Operating profit -- which strips out some costs such as tax -- fell to 40 million euros for the first nine months of the year.

Porsche said in July it had made an operating profit of 1.0 billion euros since the start of the year, meaning it lost about 960 million euros in the months after.

Finance chief Jochen Breckner said the results reflected the cost of Porsche reworking its product portfolio to shift back to petrol vehicles in the face of tepid EV demand.

"This year's results reflect the impact of our strategic realignment," he said. "These measures are essential."

Porsche in September said it would delay the introduction of some fully electric cars and extend the life of some combustion engine and hybrid models.

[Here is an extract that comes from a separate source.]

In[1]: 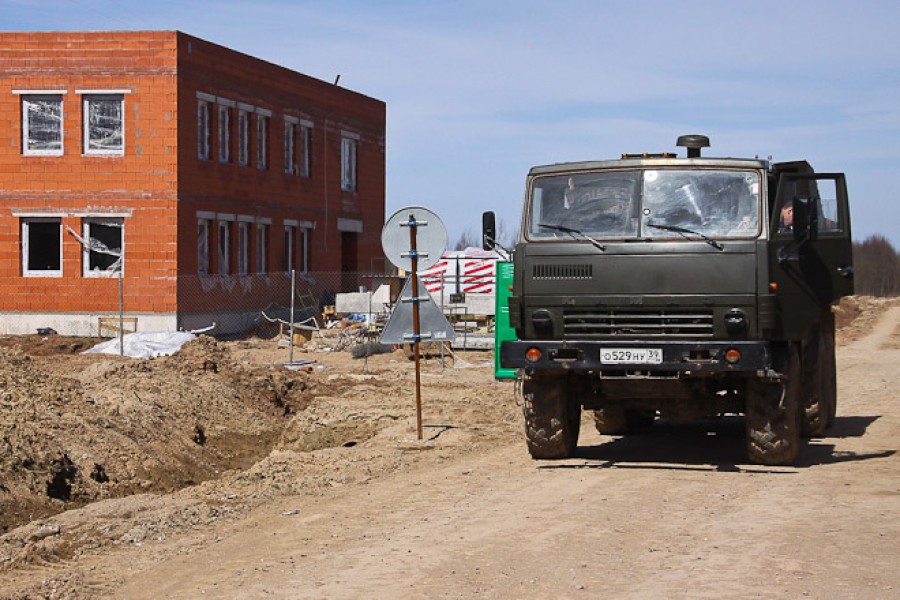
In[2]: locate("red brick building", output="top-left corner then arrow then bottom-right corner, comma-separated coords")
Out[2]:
0,31 -> 385,334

Its parent company, the Volkswagen Group, booked a 5.1 billion euro hit to its profit for the year based on the costs of Porsche's product rejig as well as it cutting profit targets.

Porsche has come under intense pressure from competitors in top market China and is particularly vulnerable to US President Donald Trump's tariffs as it has no manufacturing footprint in the United States.

Breckner told analysts and investors on a call that "tariff-related costs" had so far amounted to over 500 million euros.